Die Hamburger Opposition hat den Senat zur Vorlage eines neuen Hafenentwicklungsplans aufgefordert. Rot-Grün fehle jeder Ansatz, den Hafen auf die Herausforderungen der Digitalisierung umzustellen und durch Schiffbau freigezogene Flächen anderweitig nutzbar zu machen, kritisierte die CDU-Fraktion am Mittwoch, 22. August, in der Aktuellen Stunde der Bürgerschaft. „Seit zwei Jahren liegt Steinwerder brach, da geschieht nichts“, führten die Linken aus. Die Folge sei der Verlust von Arbeitsplätzen und Ladung. Die wesentlichen Grundlagen des geltenden Hafenentwicklungsplans seien schon aufgrund rückläufiger Umschlagzahlen überholt.  „Der Hamburger Hafen steht am Scheideweg“, warnte die FDP. Der Senat habe wichtige Entscheidungen in den vergangenen Jahren ausgesessen. Er forderte den Senat auf, Beteiligungen von Investoren an den Terminals voranzubringen. Wichtigstes Investitionsprojekt für den Hafen sei die neue Köhlbrand Querung.

 

Die SPD verwies auf Milliardeninvestitionen, die gemeinsam mit den norddeutschen Ländern im Rahmen des Bundesverkehrswegeplans auf den Weg gebracht worden seien.

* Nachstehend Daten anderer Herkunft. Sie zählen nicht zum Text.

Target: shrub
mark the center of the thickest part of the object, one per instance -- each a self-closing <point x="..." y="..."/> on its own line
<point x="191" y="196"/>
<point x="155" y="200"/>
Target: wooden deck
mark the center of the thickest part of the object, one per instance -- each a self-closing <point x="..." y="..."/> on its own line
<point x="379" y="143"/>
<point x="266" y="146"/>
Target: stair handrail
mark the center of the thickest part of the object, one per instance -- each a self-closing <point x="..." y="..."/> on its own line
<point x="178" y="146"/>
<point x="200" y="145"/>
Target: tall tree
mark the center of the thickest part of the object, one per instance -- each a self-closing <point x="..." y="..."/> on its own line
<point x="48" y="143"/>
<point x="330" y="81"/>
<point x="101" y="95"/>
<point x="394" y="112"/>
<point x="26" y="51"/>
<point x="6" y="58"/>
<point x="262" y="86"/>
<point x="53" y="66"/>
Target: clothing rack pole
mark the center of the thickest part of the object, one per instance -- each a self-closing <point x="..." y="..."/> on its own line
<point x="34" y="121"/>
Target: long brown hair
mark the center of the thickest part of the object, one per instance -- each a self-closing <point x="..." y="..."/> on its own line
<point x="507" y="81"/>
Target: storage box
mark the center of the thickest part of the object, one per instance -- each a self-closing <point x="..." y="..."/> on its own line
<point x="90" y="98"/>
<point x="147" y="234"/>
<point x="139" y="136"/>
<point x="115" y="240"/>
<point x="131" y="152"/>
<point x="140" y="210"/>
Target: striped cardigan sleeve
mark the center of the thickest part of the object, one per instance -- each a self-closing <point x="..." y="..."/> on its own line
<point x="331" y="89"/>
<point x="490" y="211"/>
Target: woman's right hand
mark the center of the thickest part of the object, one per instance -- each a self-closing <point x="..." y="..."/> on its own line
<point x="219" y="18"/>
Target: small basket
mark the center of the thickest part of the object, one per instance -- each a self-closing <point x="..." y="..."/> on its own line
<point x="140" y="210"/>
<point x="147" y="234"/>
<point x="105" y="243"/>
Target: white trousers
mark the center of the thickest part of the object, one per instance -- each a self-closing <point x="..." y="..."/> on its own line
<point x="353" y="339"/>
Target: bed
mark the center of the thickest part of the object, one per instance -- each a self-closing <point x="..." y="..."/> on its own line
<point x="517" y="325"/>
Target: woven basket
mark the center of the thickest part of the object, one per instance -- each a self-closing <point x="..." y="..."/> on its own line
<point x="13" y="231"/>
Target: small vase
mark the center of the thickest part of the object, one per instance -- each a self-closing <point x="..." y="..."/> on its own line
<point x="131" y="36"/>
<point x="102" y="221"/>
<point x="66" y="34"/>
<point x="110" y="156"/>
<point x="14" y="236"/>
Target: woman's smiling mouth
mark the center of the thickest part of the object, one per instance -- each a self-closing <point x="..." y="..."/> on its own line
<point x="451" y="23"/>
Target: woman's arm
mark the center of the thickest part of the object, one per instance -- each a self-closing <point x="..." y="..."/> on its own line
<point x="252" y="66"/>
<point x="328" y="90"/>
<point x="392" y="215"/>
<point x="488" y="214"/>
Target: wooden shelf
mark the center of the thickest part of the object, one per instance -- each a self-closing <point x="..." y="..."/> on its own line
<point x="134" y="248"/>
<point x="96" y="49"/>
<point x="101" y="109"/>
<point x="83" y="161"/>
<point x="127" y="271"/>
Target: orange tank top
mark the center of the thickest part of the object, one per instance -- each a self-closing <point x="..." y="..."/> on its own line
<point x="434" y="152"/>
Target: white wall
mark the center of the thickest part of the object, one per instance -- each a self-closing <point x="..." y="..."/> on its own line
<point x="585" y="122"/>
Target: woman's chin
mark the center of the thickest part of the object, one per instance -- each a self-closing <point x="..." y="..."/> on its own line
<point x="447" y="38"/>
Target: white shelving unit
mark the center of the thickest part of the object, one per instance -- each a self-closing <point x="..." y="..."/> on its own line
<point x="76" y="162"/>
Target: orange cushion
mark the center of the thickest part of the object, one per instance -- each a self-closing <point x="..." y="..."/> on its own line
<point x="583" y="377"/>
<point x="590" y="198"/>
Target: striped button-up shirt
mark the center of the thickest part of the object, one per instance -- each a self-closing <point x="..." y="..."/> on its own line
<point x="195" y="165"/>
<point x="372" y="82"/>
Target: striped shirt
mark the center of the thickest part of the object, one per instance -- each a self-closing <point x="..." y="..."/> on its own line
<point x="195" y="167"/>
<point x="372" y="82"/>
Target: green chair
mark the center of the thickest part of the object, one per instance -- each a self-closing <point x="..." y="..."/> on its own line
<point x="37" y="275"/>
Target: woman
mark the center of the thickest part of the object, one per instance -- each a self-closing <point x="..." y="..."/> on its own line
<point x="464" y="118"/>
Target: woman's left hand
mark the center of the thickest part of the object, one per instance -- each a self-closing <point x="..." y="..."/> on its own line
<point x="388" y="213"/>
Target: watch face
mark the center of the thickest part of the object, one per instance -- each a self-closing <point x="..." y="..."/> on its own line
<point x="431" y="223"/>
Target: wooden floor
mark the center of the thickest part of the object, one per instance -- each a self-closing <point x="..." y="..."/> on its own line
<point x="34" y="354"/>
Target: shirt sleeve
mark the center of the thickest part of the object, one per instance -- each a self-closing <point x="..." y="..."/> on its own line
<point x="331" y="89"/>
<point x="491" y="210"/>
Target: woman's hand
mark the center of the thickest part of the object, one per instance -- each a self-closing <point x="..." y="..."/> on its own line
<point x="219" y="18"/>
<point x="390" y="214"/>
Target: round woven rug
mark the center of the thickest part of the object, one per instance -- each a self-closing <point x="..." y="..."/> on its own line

Die Haushaltsmittel, die allein die Stadt dem Hafen zur Verfügung stelle, würden von derzeit 100 auf 160 Millionen Euro jährlich erhöht, die Infrastruktur durch A7-Ausbau und Glasfaseranbindung gestärkt. „Und wir hoffen, die Fahrwasseranpassung noch in diesem Jahr beginnen zu können.“ Laut Grünen-Fraktionschef Anjes Tjarks macht auch das verlangsamte Weltwirtschaftswachstum dem Hafen zu schaffen.

 

„Wir wollen den Standort Hamburg, wir wollen dem Hafen insbesondere eine langfristige Perspektive geben“, sagte Wirtschaftssenator Frank Horch (parteilos). Maßgeblich sei dabei die Wertschöpfung, „und nicht das bloße Zählen von Containern“.